BISMARCK, N.D. (AP) — North Dakota’s female prison population has reached capacity for the first time, leaving some inmates in the custody of county jails.

The women’s prison system reached its average daily capacity of 224 inmates in May. Now, state prisons are implementing a prioritization plan for admissions.

Under 2017 legislation, county inmates are transferred to state prisons based on the severity of crimes, medical needs and other factors. But last week, only six of 12 inmates intended for movement from county to state were admitted.

Steve Hall, director of transitional planning services for the state Department of Corrections and Rehabilitation, said the system is sticking to its budget and capacity.

“It would be nice not to be in this situation, nice to stay out of prioritization as long as we could, but we couldn’t do it any longer,” Hall said.

Counties are concerned about the cost burden this will put on them, noted Donnell Preskey, the spokeswoman for the North Dakota Association of Counties. She added that a prisoner’s medical expenses can sometimes cost the counties more than housing.

“We obviously agree that we don’t want to keep building correctional facilities, but there should be a mechanism in place for the state to reimburse counties for the state expense,” Preskey said.
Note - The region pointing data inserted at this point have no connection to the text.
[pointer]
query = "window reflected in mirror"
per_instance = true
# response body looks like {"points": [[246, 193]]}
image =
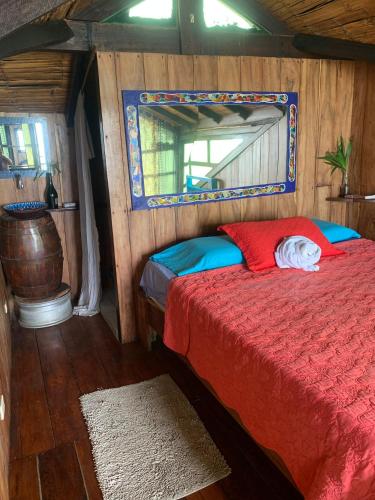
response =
{"points": [[199, 148], [23, 144], [195, 147]]}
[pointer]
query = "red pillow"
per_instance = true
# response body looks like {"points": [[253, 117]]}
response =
{"points": [[258, 240]]}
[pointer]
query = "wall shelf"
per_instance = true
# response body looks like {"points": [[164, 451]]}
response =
{"points": [[63, 209], [349, 200]]}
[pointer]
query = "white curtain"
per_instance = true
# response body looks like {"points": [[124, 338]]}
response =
{"points": [[89, 300]]}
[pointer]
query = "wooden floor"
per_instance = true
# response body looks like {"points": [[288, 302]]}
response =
{"points": [[50, 450]]}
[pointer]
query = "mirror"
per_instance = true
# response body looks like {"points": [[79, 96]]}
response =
{"points": [[196, 147], [23, 144]]}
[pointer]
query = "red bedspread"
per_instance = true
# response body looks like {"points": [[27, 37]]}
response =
{"points": [[293, 353]]}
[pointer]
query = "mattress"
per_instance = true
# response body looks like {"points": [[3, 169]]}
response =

When the state rejected three Burleigh County inmates, Sheriff Kelly Leben sent a bill to the Corrections Department last month for the expense of holding state prisoners as a symbol to show how much the county is paying.

“My concern is if one of these prisoners has a heart attack or a serious medical issue in our jail, that is our responsibility to pay for also,” Leben said.

There was no appropriation in the 2017 bill to compensate counties.

The women’s prison population started creeping up in January of 2018 and has risen steadily since.

As of Monday, the state’s male prison population was 1,542, of the 1,624 capacity. The same admission process would go into effect if the men’s population were to reach capacity, Corrections Department spokeswoman Michelle Linster said.